E l’iceberg in questo caso è quel sottoinsieme di personalità di spicco e di potere che abita la casa comune di Fratelli d’Italia ma che, nel contempo, reclama la sua autonomia decisionale in forza del peso che ha all’interno della struttura partito e presso l’elettorato. Lo si potrebbe etichettare come il “partito del Nord” che ha l’epicentro nella Milano produttiva e il suo leader carismatico in Ignazio La Russa, attuale presidente del Senato e azionista di riferimento in Fratelli d’Italia essendone stato il co-fondatore insieme a Giorgia Meloni e a Guido Crosetto.

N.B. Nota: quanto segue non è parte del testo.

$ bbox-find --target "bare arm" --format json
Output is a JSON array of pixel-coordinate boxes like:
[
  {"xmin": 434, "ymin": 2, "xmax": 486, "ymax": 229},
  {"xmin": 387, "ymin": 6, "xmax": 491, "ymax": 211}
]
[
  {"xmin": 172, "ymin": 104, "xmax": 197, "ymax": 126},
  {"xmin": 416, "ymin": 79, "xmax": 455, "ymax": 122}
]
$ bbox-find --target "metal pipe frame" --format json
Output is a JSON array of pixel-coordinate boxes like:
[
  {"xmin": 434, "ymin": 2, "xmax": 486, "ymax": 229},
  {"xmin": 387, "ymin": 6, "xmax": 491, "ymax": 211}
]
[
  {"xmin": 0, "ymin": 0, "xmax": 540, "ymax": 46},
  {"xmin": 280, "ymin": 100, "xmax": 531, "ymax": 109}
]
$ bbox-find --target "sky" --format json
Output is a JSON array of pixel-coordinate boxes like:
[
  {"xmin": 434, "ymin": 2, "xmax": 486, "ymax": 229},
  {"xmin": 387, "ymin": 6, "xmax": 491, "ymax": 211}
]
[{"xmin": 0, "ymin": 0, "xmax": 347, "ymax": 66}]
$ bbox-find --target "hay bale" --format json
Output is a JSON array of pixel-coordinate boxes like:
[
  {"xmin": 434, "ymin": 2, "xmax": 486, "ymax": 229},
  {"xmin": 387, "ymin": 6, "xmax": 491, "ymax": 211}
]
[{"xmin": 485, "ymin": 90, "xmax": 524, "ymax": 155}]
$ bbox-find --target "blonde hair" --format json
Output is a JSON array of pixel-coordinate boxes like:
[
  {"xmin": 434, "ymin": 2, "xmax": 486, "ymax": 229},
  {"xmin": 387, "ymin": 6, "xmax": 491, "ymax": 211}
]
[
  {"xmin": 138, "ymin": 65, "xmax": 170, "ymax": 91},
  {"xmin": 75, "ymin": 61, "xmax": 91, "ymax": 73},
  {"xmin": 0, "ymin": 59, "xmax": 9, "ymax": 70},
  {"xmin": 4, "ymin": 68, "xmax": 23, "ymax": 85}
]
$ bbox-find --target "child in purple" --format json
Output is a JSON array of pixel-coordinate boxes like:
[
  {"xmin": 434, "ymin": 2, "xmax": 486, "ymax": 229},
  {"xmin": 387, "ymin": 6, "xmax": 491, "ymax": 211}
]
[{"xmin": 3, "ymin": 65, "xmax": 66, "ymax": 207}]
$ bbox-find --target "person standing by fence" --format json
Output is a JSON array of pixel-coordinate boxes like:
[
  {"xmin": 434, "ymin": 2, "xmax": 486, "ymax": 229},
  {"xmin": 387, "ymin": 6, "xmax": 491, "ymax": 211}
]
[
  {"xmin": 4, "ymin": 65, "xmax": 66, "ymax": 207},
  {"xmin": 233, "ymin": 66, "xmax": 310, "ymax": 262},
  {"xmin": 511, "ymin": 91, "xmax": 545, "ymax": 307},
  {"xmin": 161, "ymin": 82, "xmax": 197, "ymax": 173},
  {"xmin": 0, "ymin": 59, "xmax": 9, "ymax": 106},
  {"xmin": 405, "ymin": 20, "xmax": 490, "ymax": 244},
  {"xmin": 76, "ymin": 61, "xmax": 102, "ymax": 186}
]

Per stare alla geografia partitica, i mal di pancia sul caso Santanchè si sono avvertiti nella parte di Fratelli d’Italia che, per sintesi giornalistica, si potrebbe definire il “partito romano”. Il non detto nelle risposte dei dirigenti “meloniani” alla domanda su cosa farà il ministro Santanchè nel caso di un rinvio a giudizio è questo: non cosa deciderà lei, ma cosa intenderà fare il “partito del Nord”, se chiederle di fare un passo indietro o se invece dirle di andare avanti ignorando la vicenda giudiziaria e gli attacchi strumentali delle opposizioni. Non è un caso che sulla questione Giorgia Meloni taccia. Sa bene che l’argomento è delicato e non potrà essere una sua decisione d’imperio a determinare la soluzione. Su cosa invece abbiano in mente di fare quelli del “partito del Nord” riguardo all’amica Daniela non è dato sapere vigendo la consegna del silenzio.

Ciononostante, un indizio vi sarebbe. Si è molto discusso a sproposito di un video girato al Twiga in occasione della Pasqua. Le immagini catturate nel locale dei vip della Versilia – di proprietà di Flavio Briatore e della stessa Santanchè prima che ne cedesse le quote al suo compagno di vita Dimitri Kunz d’Asburgo Lorena – mostrano un rilassato presidente del Senato in lieta compagnia proprio della signora Santanchè. La solita sinistra, che delle dinamiche intestine della destra non ha mai capito granché, l’ha messa sull’abusato piano del giudizio morale. Sbagliando. Il video a modo suo voleva essere un messaggio in bottiglia lanciato nelle acque del Tirreno perché giungesse ai Fratelli d’Italia accampati tra la sponda del Tevere e il Colle Oppio, luogo di antichi fasti della gioventù missina romana. Un messaggio che, a causa delle origini sicule di Ignazio La Russa – nasce a Paternò nella piana catanese – potrebbe financo essere un tantino frainteso. Cosa dice il messaggio? Una roba semplice da capire: Daniela è affare nostro, voi altri del cerchio capitolino statene alla larga. Chi ha orecchie per intendere, intenda. E Giorgia le orecchie le ha ben funzionanti e le drizza ogniqualvolta, anche solo a gesti, parla Ignazio.